A reader, who is also a lawyer, writes in with an interesting example of incentives in the courtroom. He tells us about a particular judge in New Hampshire, who developed a strategic approach to collecting fines:

I thought you might be interested in this little experiment in economics. People cannot be sent to jail, under the Constitution, for being poor — i.e., being unable to pay their fines.  They can be sent to jail if they “willfully refuse” to pay.  In order to find someone is doing that, the judge must hold a long and complex hearing.  As a result, people are rarely found to have willfully refused to pay.  Instead, the judges have come up with dozens of work-arounds — time payments, delayed pleas to gather the money, community service.  None of these work on a regular basis.

One judge, however, has a great solution.  He offers them a fine “sale.”  Suppose the fine is $500. He will tell them “the fine is $1,000, but if you pay within the next two weeks, we will accept $500.”  In my thousands of cases and eight-plus years, no one has ever failed to pay under that scenario.

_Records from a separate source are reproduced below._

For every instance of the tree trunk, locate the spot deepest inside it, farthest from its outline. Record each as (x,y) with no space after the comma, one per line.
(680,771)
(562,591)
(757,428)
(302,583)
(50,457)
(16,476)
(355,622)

And it requires no administrative costs like the others do, no extra hearing…nothing.  Perfect example of a study in incentives, right? Leave it to those old, smart, practical Yankee judges in small town NH to solve this intractable problem.

Meanwhile, the New York Post reports that in the court of child support, officials are also taking a new approach to collecting payments:

Officials reported collecting a record $731 million in child-support payments last year, up about 4.5 percent, and part of the reason was that the city adopted a customer-friendly approach toward some parents who haven’t been paying up. Some received counseling, others job preparation skills — a far cry from the usual threats of legal action and possibly jail time.